También ahí habían sido guardadas obras suyas, además de dinero, documentos y otras cosas que Akantore había considerado importantes en su momento y que aún ahora lo eran considerando que serían tratadas como tesoros.
—¿Hay otra bóveda?
—Sí. En teoría me pertenece, aunque he aprendido que el presente no es tan distinto del pasado y alguien más se apodera por la fuerza de la propiedad ajena a la menor oportunidad. —Giulio señaló la pared nuevamente—. Encuentra la forma de poner una de mis pinturas aquí y te diré el camino —le dijo a Emma.

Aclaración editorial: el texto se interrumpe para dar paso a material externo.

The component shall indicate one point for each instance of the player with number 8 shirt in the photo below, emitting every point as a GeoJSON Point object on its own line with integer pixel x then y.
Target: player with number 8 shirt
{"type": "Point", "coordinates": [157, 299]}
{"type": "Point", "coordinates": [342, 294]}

—No es tan sencillo —dijo Leo—. Sin importar quién en verdad eres debes tener en cuenta que el arte de Brelisa se ha repartido a lo largo del mundo, y aquel que es conservado en los museos de Talis es demasiado valioso para exponerlo aquí, sin protección y casi sin vigilancia. Es una invitación desmedida al robo, o peor aún, a sufrir una agresión que podría destruirlo.
Giulio ponderó sus palabras por un momento.
—Entonces pintaré algo nuevo. —Inspeccionó la pared detenidamente—. ¿Lo colocarían aquí?
Leo intercambió una mirada con Emma.
—Sería una buena manera de probar que realmente es él, ¿no? Sólo el verdadero Brelisa podría pintar con su técnica original.
Giulio miró a Crisonta, que tenía una tímida sonrisa en el rostro mientras permanecía en silencio, como si guardara un secreto que la ponía un paso delante de todos. Tal vez se debiera al primer cuadro que Giulio había hecho en su taller hacía pocos días y que ella conservaba en su poder, y cómo muy seguramente lo ofrecería para que fuera analizado en cuanto el interrogatorio terminara.
Estaba bien. La verdad ya había sido contada, de todas maneras.
—Encontraré la forma de que suceda —respondió Emma, acercándose a Giulio. Sus tacones repiquetearon con un eco de ida y vuelta a lo largo de la iglesia—. A cambio, como lo has prometido, cooperarás con nosotros. No sólo en la localización de la bóveda, sino en todo lo que necesitemos de ti.
Por lo visto el trato con el diablo se extendía. Quizás llegaría a un punto en el que cada segundo del nuevo tiempo de Giulio se vería consumido por ellos, y en el intertanto encontraría la manera de vivir en paz, realmente en paz, como se lo había prometido a su padre.